Here’s a moving story about a transgender Jakartan who was apparently Obama’s nanny when he was growing up.
For another account of how hard life is in Jakarta watch this excellent BBC program on the Toughest Place to be a bin man: Jakarta
If these glimpses of how others struggle for survival do not disturb you and give you pause on what you can do to make this city a better place then something’s wrong.
By AP News Mar 05, 2012 4:10PM UTC
Evie, also known as Turdi, the former nanny of U.S. President Barack Obama, stands at the doorway of her room at a boarding house in a slum in Jakarta, Indonesia. Pic: AP.
JAKARTA, Indonesia (AP) — Once, long ago, Evie looked after “Barry” Obama, the kid who would grow up to become the most powerful man on earth. Now, his transgender former nanny has given up her tight, flowery dresses, her brocade vest and her bras, and is living in fear on Indonesia’s streets.
Evie, who was born a man but believes she is really a woman, has endured a lifetime of taunts and beatings because of her identity. She describes how soldiers once shaved her long, black hair to the scalp and smashed out glowing cigarettes onto her hands and arms.
The turning point came when she found a transgender friend’s bloated body floating in a backed-up sewage canal two decades ago. She grabbed all her girlie clothes in her arms and stuffed them into two big boxes. Half-used lipstick, powder, eye makeup — she gave them all away.
“I knew in my heart I was a woman, but I didn’t want to die like that,” says Evie, now 66, her lips trembling slightly as the memories flood back. “So I decided to just accept it. … I’ve been living like this, a man, ever since.”
Indonesia’s attitude toward transgenders is complex.

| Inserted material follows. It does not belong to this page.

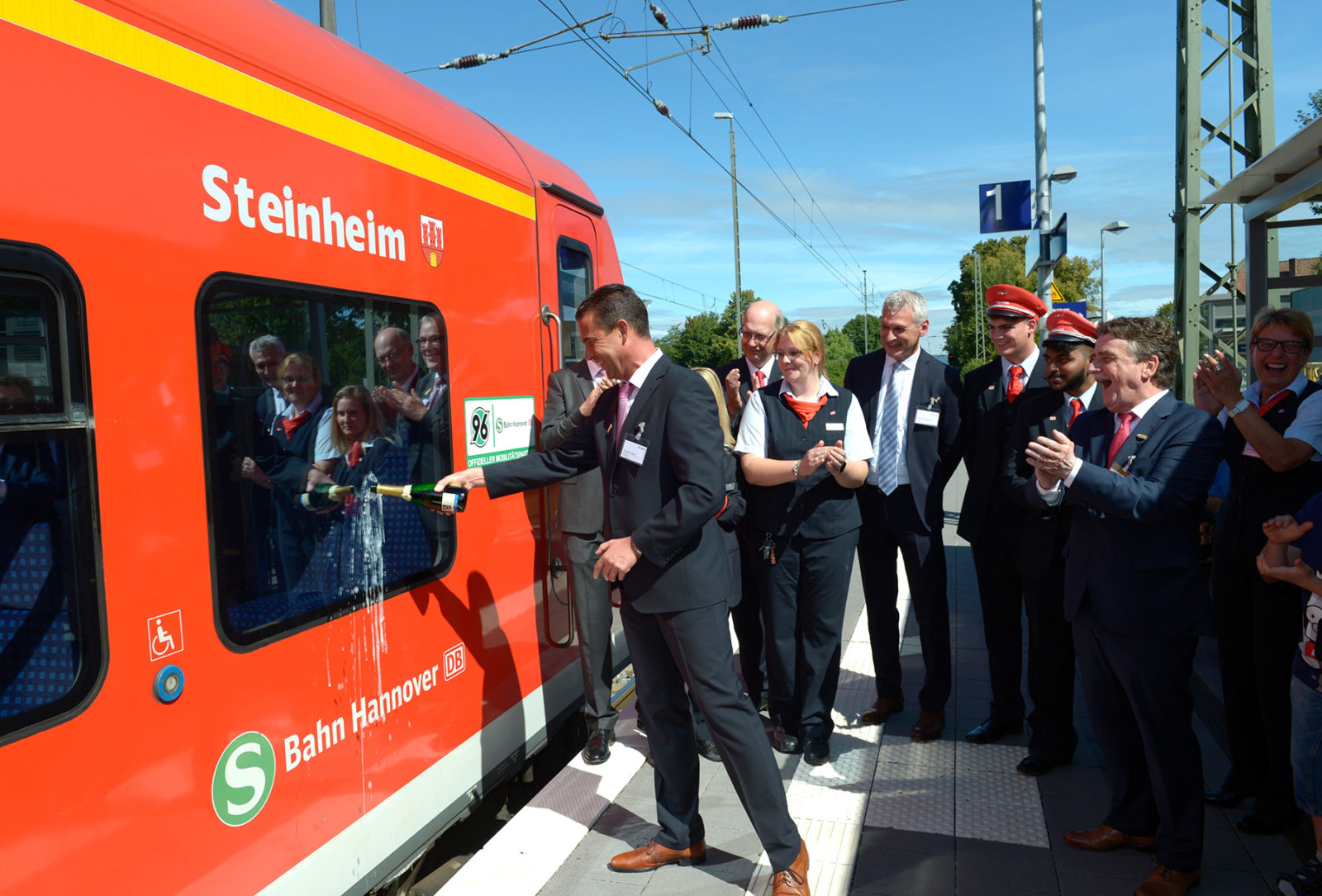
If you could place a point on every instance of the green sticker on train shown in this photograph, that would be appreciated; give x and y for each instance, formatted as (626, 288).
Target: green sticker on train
(244, 779)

Nobody knows how many of them live in the sprawling archipelagic nation of 240 million, but activists estimate 7 million. Because Indonesia is home to more Muslims than any other country in the world, the pervasiveness of men who live as women and vice versa often catches newcomers by surprise. They hold the occasional pageant, work as singers or at salons and include well-known celebrity talk show host Dorce Gamalama.